Initiatives & Programs:

  • 6G Accelerated Research Program: Indian government scheme; 100+ projects selected across terahertz, AI/ML, semantic communications, sensing
  • 100 5G Labs Initiative: 100 labs across India (announced in budget, inaugurated by PM); operational and being upgraded to support 6G research
  • RDI Scheme (DST): Research-to-Development-to-Industrialization framework; telecom sector newly included to support scale-up
  • Cyber Physical Systems Programs: DST support for 5G/6G projects
  • 5G/6G Sandbox Testing: National frameworks for pilot validation against evolving standards
  • Bharati 6G Alliance: Multiple working groups (technology, spectrum, devices) guiding government policy

Use Case Categories (by Latency/Coverage Sensitivity):

  • Ultra-low latency (1-10ms): Robotic surgery, autonomous vehicles, industrial robots, real-time AR/VR
  • Persistent uplink coverage: Asset tracking, environmental monitoring, field operations
  • High-volume throughput: Standard consumer apps, content streaming (less impacted by 6G shifts)

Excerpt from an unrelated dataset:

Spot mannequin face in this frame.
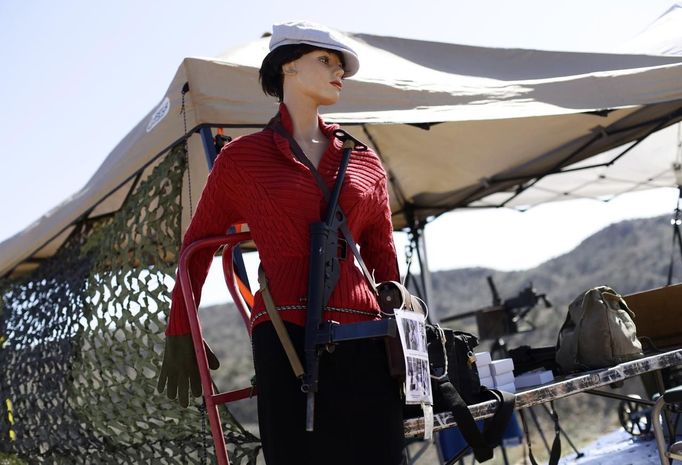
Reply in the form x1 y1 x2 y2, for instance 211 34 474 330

Sovereignty & Openness Concepts:

  • Token Sovereignty: Control over entire value chain from request initiation through inference delivery
  • End-to-End Sovereign Ecosystem: Device → edge → core → cloud → intelligence layers all designed/built in India
  • Open APIs / Loose Coupling: Necessary for interoperability and third-party innovation (contrasted with proprietary ecosystems like Meta glasses)
  • UPI Model: Cited as successful precedent for open ecosystem driving scale

Transcript Quality Note: The transcript contains some audio artifacts (repeated phrases, incomplete sentences, background chatter) typical of live speech-to-text conversion. Summaries have been reconstructed from context and speaker intent.